I am in charge of growth for a small service company. We used to rely on mostly face to face marketing, which I had confidence I was good at and brought the company and our clients value. I’m working on pivoting our approach and don’t think it’s going so well in terms of the owner of the company and I being on the same page about what direction to take. My brain is loving to remind me of all the things I have come up with that have not been loved lately (I know that’s a thought too). I ran a couple of ideas past the owner of the company yesterday that he rejected. I’m taking it personally and don’t like the results I’m driving. In my thought download, among others, I found this thought that is part of the culprit.

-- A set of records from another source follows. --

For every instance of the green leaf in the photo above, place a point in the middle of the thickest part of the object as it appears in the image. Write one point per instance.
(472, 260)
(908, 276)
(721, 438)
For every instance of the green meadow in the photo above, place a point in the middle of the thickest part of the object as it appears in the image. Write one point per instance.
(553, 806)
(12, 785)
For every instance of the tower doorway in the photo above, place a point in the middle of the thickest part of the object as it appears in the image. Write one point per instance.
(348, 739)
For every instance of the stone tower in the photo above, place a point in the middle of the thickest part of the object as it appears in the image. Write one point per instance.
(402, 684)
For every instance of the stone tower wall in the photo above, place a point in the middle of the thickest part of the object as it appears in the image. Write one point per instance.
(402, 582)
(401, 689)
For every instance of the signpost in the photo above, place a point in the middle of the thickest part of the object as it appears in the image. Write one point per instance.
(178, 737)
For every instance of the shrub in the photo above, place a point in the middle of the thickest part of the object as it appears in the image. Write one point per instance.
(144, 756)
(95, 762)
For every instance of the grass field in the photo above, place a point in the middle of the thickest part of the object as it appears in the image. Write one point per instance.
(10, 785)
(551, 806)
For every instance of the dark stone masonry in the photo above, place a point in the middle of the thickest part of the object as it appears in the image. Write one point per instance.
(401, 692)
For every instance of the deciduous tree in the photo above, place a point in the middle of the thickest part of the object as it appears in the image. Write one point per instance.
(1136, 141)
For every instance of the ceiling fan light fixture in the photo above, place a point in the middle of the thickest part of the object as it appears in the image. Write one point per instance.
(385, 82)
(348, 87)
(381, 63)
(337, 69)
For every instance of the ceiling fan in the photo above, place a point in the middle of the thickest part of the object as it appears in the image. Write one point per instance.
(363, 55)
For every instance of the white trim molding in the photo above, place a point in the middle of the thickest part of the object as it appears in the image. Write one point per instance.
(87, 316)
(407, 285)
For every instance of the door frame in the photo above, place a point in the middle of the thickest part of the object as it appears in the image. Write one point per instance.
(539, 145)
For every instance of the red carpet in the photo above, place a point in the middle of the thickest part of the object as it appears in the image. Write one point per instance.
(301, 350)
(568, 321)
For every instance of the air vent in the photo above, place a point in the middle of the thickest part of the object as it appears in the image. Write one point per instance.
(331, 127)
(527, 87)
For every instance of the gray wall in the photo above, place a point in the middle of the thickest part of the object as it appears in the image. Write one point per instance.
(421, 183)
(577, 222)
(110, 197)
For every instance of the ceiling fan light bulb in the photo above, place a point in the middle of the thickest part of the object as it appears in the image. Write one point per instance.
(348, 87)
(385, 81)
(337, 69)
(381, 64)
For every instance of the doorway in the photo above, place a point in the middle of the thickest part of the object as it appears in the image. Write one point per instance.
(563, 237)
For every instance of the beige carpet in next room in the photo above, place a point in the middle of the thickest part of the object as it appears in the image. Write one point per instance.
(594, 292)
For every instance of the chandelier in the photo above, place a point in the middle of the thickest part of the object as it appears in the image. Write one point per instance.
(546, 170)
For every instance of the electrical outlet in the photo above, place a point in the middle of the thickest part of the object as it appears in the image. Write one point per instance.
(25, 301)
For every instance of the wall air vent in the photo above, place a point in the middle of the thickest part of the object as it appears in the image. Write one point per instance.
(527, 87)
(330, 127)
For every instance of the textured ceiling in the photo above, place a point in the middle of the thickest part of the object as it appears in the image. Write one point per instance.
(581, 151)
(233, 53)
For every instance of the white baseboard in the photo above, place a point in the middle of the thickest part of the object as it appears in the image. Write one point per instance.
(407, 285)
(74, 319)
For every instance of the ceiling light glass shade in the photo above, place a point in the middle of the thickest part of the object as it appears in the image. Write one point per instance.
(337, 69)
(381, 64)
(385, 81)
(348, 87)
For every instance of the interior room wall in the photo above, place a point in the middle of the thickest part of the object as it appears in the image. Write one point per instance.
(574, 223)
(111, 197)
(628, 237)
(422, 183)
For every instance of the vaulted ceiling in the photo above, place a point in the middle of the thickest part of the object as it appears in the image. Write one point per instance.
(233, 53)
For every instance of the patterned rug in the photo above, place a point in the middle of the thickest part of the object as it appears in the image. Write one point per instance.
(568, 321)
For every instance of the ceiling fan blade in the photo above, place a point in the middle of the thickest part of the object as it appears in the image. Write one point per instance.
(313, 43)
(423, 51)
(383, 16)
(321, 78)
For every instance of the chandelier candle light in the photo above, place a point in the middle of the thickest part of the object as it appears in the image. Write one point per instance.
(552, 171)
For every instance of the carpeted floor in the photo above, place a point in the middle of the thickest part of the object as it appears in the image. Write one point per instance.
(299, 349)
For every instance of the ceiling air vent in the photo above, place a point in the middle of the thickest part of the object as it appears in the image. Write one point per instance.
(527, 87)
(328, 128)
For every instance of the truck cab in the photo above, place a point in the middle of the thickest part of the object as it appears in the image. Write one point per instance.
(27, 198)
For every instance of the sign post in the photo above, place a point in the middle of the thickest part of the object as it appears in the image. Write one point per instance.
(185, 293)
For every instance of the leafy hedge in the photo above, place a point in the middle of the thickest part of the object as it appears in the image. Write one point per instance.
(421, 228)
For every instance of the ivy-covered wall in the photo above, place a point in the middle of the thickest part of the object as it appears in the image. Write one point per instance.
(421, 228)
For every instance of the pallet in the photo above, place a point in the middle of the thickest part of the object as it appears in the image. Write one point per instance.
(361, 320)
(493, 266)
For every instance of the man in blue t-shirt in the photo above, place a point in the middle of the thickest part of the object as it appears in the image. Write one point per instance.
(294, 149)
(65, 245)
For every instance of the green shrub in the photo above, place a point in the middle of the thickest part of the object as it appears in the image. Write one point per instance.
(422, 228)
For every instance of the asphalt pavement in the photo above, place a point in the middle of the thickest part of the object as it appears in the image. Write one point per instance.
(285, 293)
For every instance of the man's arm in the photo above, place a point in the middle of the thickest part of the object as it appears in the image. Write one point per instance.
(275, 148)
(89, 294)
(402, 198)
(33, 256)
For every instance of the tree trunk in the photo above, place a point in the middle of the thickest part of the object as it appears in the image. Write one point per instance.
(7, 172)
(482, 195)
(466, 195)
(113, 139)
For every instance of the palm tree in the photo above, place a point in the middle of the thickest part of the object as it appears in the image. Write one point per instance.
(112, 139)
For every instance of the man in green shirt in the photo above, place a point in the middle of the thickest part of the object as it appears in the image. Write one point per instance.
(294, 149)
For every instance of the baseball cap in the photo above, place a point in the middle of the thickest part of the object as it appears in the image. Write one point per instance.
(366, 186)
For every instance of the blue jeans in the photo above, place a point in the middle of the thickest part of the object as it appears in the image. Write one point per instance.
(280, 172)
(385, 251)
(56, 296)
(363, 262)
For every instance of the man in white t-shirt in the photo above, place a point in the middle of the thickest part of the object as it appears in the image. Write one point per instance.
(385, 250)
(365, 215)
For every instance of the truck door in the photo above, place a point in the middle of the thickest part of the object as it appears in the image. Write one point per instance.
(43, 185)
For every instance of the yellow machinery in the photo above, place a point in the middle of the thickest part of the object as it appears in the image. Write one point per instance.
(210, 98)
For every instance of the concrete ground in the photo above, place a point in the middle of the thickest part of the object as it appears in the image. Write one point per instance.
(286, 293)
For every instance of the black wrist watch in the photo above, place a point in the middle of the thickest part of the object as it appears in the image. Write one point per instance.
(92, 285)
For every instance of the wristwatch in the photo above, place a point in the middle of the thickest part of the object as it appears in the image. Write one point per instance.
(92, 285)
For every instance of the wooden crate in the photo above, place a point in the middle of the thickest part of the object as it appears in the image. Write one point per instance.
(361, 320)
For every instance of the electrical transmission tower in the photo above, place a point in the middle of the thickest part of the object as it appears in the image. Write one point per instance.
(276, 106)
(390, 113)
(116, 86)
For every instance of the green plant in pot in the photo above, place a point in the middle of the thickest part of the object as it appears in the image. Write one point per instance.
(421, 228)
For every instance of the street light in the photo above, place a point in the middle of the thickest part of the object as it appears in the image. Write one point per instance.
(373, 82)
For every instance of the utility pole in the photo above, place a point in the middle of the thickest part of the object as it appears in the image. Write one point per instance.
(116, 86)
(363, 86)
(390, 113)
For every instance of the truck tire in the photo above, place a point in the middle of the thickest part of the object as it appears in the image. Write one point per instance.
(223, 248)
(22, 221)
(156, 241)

C – Boss said “it’s a hard no for me” to one idea and passed on another idea in the same day
T – My job is to bring ideas he likes and wants to do
F – In need of validation
A – waste time overthinking my communication with him, get defensive about the idea, daydream about quitting and starting my own business where I can just run with ideas I like (high drama, right?), don’t do the things on my calendar, second guess myself and my capability at work, bring up all the ideas I used to have that got the reaction I liked as a way to beat myself up that I’ don’t have “it” anymore
R – wasted time, I don’t like the job I do

I’m working on tying my result back into my thought. I know as an emotional adult, I am responsible for my own validation. Do you have ideas about where to go next in my model work to help me not make his rejection mean I’m unworthy?